Landrat sieht die Sicherheit zu wenig beachtet

Bruecke Thal
 

Butte informiert sich auf Einladung von SPD-Politikern über geplante Brücke für Radfahrer in Thal

Thal (uk). Hameln-Pyrmonts Landrat Rüdiger Butte (SPD) hat zugesagt, bei der Entscheidung über den Bau eines Radweges entlang der Emmer samt Brücke in Thal eine Abwägung zwischen den Belangen des Naturschutzes und der Verkehrssicherheit zu treffen. „Der Aspekt der Verkehrssicherheit kommt mir bislang zu kurz“, sagte der Landrat, der auf Einladung der SPD-Bundestagsabgeordneten Gabriele Lösekrug-Möller und des SPD-Landtagsabgeordneten Ulrich Watermann gestern nach Thal gekommen war.

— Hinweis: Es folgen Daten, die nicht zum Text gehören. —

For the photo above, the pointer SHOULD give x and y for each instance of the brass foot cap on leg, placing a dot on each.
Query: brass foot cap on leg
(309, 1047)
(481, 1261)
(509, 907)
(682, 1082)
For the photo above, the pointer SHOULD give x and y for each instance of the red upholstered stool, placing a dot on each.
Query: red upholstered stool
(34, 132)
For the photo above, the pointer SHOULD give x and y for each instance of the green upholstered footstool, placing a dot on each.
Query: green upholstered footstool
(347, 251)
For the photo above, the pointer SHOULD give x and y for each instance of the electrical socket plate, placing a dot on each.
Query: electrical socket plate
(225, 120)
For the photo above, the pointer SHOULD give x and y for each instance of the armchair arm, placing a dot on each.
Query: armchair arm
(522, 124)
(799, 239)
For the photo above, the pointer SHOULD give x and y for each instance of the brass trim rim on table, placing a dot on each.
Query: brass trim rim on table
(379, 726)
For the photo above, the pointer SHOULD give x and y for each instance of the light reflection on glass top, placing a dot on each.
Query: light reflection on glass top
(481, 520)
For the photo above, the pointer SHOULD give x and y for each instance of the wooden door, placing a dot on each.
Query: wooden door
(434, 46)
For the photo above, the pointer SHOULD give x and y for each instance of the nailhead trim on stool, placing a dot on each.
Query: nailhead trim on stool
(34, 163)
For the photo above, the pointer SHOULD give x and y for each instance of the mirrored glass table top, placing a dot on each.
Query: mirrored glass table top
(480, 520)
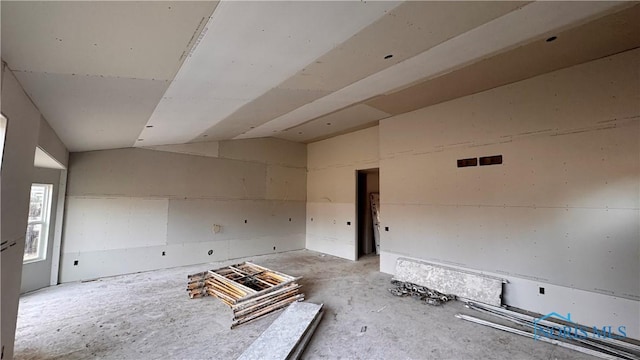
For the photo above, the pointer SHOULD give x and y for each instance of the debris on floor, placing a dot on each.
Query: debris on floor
(250, 290)
(567, 335)
(423, 293)
(448, 280)
(288, 335)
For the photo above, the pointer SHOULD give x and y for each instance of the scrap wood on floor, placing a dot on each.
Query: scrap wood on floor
(251, 290)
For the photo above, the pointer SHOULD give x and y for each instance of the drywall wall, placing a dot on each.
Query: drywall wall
(561, 212)
(331, 190)
(133, 210)
(22, 136)
(37, 275)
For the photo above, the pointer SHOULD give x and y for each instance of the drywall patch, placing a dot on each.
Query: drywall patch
(448, 280)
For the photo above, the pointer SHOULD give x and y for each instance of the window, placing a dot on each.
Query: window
(35, 247)
(3, 130)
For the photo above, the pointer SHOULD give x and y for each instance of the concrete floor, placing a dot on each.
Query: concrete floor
(149, 316)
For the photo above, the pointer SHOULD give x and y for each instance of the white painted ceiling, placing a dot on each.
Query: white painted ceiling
(121, 74)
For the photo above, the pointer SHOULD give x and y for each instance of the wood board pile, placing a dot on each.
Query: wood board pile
(250, 290)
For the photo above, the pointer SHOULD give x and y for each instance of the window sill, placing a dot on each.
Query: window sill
(31, 261)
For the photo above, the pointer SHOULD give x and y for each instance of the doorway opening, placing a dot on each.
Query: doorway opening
(368, 211)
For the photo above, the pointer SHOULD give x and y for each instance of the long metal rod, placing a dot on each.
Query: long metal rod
(611, 341)
(530, 335)
(532, 325)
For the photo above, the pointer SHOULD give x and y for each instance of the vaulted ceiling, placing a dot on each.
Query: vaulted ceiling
(120, 74)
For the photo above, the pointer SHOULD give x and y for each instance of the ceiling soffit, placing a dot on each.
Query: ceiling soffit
(402, 32)
(606, 36)
(96, 70)
(528, 24)
(248, 48)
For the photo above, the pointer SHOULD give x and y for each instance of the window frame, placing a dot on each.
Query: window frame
(45, 223)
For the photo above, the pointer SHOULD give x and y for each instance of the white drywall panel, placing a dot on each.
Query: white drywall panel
(50, 143)
(43, 160)
(331, 190)
(596, 94)
(332, 185)
(328, 230)
(192, 220)
(260, 245)
(145, 173)
(588, 249)
(587, 308)
(561, 212)
(352, 117)
(149, 41)
(356, 149)
(247, 51)
(209, 148)
(97, 224)
(97, 264)
(21, 139)
(529, 23)
(37, 274)
(538, 171)
(286, 183)
(267, 150)
(106, 112)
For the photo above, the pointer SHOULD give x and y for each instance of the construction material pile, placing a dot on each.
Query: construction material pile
(423, 293)
(555, 329)
(250, 290)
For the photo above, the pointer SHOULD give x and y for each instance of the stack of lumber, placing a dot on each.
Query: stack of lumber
(250, 290)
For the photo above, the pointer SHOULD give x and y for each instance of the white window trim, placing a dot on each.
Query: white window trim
(46, 222)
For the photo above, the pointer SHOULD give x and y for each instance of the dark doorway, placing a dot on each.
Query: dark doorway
(368, 183)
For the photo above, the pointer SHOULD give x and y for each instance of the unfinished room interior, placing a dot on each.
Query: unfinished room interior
(325, 179)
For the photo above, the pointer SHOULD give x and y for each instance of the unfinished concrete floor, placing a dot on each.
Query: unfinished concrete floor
(149, 316)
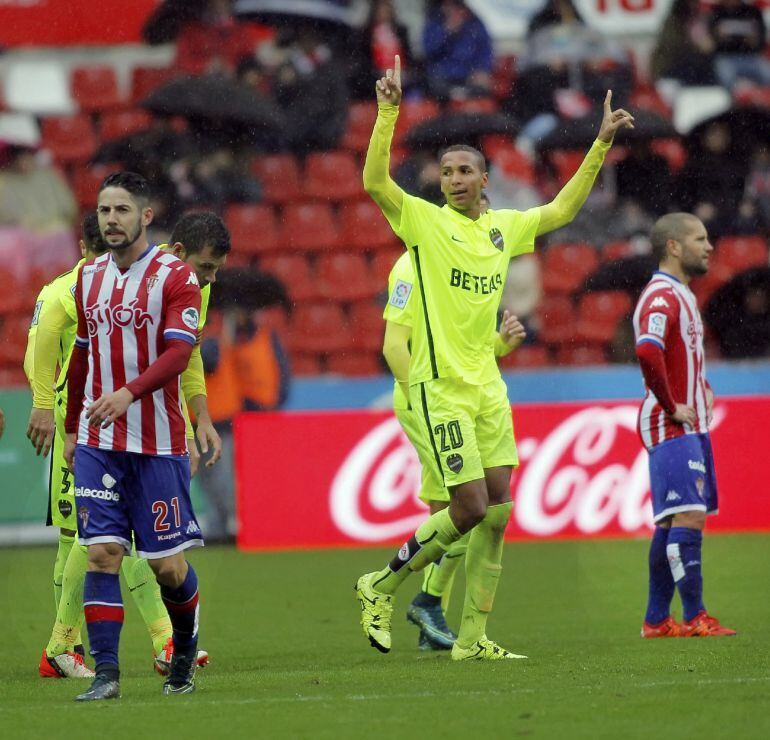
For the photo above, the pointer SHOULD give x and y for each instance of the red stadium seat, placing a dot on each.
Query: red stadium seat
(333, 176)
(319, 327)
(364, 227)
(557, 319)
(345, 277)
(739, 253)
(96, 89)
(566, 266)
(361, 117)
(253, 228)
(309, 227)
(70, 139)
(117, 124)
(280, 177)
(293, 270)
(145, 80)
(367, 325)
(356, 363)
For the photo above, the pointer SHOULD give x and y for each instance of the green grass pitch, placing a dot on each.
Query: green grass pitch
(288, 659)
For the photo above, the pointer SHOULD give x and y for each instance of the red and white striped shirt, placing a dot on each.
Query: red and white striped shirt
(125, 319)
(667, 315)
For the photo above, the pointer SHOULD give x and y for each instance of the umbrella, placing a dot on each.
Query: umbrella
(580, 133)
(459, 128)
(221, 101)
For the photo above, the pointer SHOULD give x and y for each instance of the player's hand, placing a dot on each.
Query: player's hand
(69, 452)
(613, 120)
(107, 409)
(684, 414)
(41, 429)
(389, 87)
(208, 436)
(512, 331)
(195, 456)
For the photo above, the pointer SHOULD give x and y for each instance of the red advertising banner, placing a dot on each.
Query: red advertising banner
(329, 479)
(71, 22)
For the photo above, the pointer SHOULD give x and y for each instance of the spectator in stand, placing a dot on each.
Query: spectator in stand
(215, 43)
(376, 46)
(684, 50)
(458, 52)
(738, 30)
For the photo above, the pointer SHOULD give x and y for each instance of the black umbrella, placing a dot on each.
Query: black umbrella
(739, 314)
(459, 128)
(580, 133)
(219, 101)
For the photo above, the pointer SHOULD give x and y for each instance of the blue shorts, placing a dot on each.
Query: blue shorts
(120, 493)
(682, 476)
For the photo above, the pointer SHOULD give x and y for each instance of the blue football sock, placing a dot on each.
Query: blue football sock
(684, 557)
(182, 605)
(103, 607)
(661, 581)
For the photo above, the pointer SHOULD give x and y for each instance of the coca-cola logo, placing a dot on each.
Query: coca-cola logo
(587, 475)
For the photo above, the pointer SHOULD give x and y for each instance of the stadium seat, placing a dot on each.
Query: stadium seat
(96, 89)
(345, 277)
(364, 227)
(361, 117)
(70, 139)
(253, 228)
(280, 177)
(117, 124)
(293, 270)
(557, 318)
(319, 327)
(309, 227)
(739, 253)
(367, 325)
(332, 176)
(356, 363)
(145, 80)
(566, 266)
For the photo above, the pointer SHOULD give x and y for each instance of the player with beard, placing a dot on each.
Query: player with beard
(674, 423)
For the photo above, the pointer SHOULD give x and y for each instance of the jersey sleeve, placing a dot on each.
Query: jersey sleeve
(518, 229)
(400, 306)
(417, 217)
(182, 297)
(658, 314)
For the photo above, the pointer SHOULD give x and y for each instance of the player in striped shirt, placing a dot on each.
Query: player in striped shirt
(673, 425)
(138, 313)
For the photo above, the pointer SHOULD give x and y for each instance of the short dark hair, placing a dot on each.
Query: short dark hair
(671, 226)
(92, 235)
(200, 229)
(132, 182)
(465, 148)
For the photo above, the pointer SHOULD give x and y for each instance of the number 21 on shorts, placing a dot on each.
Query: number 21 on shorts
(160, 509)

Wie kürzlich berichtet, hat die Untere Naturschutzbehörde beim Landkreis erhebliche Bedenken gegen den Bau des Radweges, der auf Wunsch des Ortsrates mit EU-Mitteln aus dem Leader-Programm finanziert werden soll, geäußert. Das Plangebiet befindet sich im Naturschutzgebiet der Emmer. „Nur weil sich in Thal bereits eine Brücke befindet, können wir den Bau einer zweiten Brücke nicht ablehnen“, so Butte, der sich mit den Verhältnissen vor Ort vertraut machte. „Wir betreiben Naturschutz auch für Menschen.“
Gabriele Lösekrug-Möller, Ulrich Watermann und Ortsbürgermeister Georg Falkenberg (SPD) geht es um die Radfahrer, die Thal bislang ohne Radweg passieren müssen. „Und das ist schwierig genug“, beschreibt Falkenberg die Situation. „Immerhin fahren hier täglich 8000 Kraftfahrzeuge bei einer steigenden Tendenz bei der Zahl der Radfahrer.“
„Strukturmittel nicht
nur für Großenberg“

Der geplante Radweg wäre eine Verlängerung des Radweges, der von Löwensen kommt. In Höhe des Erlengrundes in Thal soll er die Emmer queren und hier an den Radweg Richtung Welsede anschließen. Das wäre für die Radler eine sicherere Linienführung. „Der Radweg ist in Bad Pyrmont politisch gewollt. Wir werden jedenfalls nicht zustimmen, dass die EU-Strukturmittel nur nach Großenberg fließen. Wir wollen vielmehr auch etwas für die Infrastruktur tun“, so Watermann in Anspielung auf den jüngsten CDU-Antrag zum Bau eines Backhauses in Großenberg. Und Lösekrug-Möller fügte mit Blick auf mögliche EU-Projekte hinzu: „Nett alleine reicht nicht.“
Knackpunkt bei den Einwänden der Naturschützer beim Landkreis ist die Brücke. Der Bau des Weges selber soll unproblematisch sein, zumal auch der Grundstückseigentümer laut Watermann einverstanden ist. Er wies darauf hin, dass der Bereich, in dem die Brücke entstehen soll, ohnehin landwirtschaftlich intensiv genutzt werde. „Das versteht doch keiner, wenn hier ein Radweg samt Brücke nicht entstehen darf.“
„Wir werden alle Argumente prüfen und zu einem Ergebnis kommen“, versprach Butte seinen Parteifreunden.